上輪新田(アゲワシンデン)

圃場別の酒造りを行い地元を活性化!
土地毎の色を出そうと動き出したプロジェクト


柏崎周辺のかけがえのない景色を守るために酒蔵としてできること、地元の勤め人にはできなくて、僕たち酒蔵だからこそ大いに貢献できること、それは “農業”であり地元のお米をたくさん買って酒に変換していくことだと考えます。

私達の蔵がある新潟県の農業従事者のうちほとんどが米農家です。つまり米農家が米作りをやめてしまうと、どんどん私達の生まれ 育った景色が変わってしまうのです。

酒の原料は米です。農家さんが米作りをやめてしまうと、私達は酒造りができなくなります。今担い手不足の多い農業ですが、僕たち酒蔵として今できることを続けていけばきっと米農家さんも担い手が続くはずです。

さらに地元の米を使い続けることができれば、素晴らしい柏崎の景色も守ることができます。地元新潟県産米の使用比率は先代からずっと100%です。6代目の代では新潟県産100%→柏崎周辺地域100%を目指し活動をしています。 現在、契約農家様の甲斐もあり65%程が柏崎周辺地域の米になっています。

僕が蔵に戻ってから、現在6年が立ち少しずつ柏崎周辺地域の農家さんと出会うことができ、みなさまのお陰もありこのようなプロジェクトを行う所まで来ました。柏崎を含む柏崎刈羽地域は海沿いから里、山沿いとても景色が様々な地域です。当然田んぼのある景色も全く違います。それを酒で伝えることはできないかと始まったプロジェクトが圃場別プロジェクトです。

6代目 阿部 裕太

 

長くなりましたが、その圃場別シリーズの第三段です。

上輪新田(アゲワシンデン)


当蔵から車で40分ほど。柏崎の外れに上輪新田はあります。

柏崎海側海から目と鼻の先にある圃場です。”海”地域の圃場です。とにかく風が強い!!そして塩害万歳!!のエリアです笑塩害が強く柏崎でよく作られるコシヒカリ等の飯米品種は軒並み厳しい圃場です。それくらい海の前です。

ですが、真裏が米山という柏崎で一番高い山が聳え山からの水が直接流れこみ、水にはとても恵まれているエリアです。 もちろん生活排水は入りません。

そんな土地で交渉し初めて2年、ようやく上杉さんを説得してようやくこの上輪新田の 田んぼでの酒米造りがスタートしました。同じ圃場別シリーズの”小清水”の原料米を作る矢島さん同様、ここの土地にどのような酒米が合うか、しばらく試行錯誤をして参る予定です。1年目の今年は越淡麗を植えました。

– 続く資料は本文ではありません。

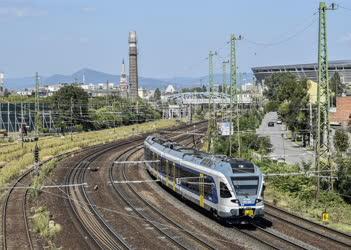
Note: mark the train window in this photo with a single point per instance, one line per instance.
(224, 191)
(208, 183)
(242, 167)
(246, 185)
(163, 165)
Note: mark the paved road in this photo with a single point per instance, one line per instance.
(287, 149)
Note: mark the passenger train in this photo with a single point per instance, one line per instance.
(231, 189)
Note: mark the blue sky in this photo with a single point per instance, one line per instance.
(63, 36)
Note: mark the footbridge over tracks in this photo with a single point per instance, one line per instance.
(202, 98)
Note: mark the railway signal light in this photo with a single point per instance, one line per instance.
(36, 160)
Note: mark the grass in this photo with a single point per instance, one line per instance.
(15, 159)
(297, 194)
(43, 225)
(340, 211)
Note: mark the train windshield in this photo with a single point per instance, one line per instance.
(245, 185)
(242, 167)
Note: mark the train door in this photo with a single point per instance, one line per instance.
(167, 173)
(174, 169)
(202, 189)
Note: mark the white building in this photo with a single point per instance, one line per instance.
(170, 89)
(123, 83)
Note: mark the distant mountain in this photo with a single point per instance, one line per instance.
(93, 76)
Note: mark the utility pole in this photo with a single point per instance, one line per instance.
(107, 92)
(233, 93)
(36, 160)
(71, 118)
(211, 104)
(323, 145)
(36, 105)
(224, 86)
(311, 125)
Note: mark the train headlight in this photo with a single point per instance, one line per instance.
(259, 201)
(235, 201)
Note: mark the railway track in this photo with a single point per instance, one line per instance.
(84, 209)
(325, 238)
(163, 224)
(15, 230)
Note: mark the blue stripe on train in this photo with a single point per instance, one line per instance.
(212, 198)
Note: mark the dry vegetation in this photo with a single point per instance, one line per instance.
(14, 159)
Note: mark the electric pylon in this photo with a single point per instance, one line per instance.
(323, 145)
(211, 105)
(233, 93)
(224, 85)
(36, 104)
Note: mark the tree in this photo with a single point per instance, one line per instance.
(157, 95)
(71, 98)
(337, 88)
(341, 140)
(291, 97)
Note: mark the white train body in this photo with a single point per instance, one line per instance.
(229, 188)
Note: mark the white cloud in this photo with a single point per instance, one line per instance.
(345, 38)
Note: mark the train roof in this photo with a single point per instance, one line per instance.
(218, 162)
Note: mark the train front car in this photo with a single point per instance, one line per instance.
(229, 188)
(241, 191)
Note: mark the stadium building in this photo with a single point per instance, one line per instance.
(309, 71)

すでにお取引先様を柏崎にきていただいた方はご案内しておりますが、田植えシーズン〜夏場は空も近く、海も青く綺麗でとても景色がいい場所です。冬場は地獄です。風が めちゃくちゃ強い場所です。土壌分析も今後は行っていく予定です。
また、小清水同様このお酒の売り上げは一部ですが、農家の上杉さんに寄付をさせていただき、次年度以降の上輪新田の米作りや圃場整備に当てていただきます。

▲上輪新田をグーグルマップで読み込めます。

<スペック>
2019
Alc 15度(1回火入の原酒)
精米歩合:非公開→その年の1反あたりの終了により精米歩合を決定します。毎年変わります。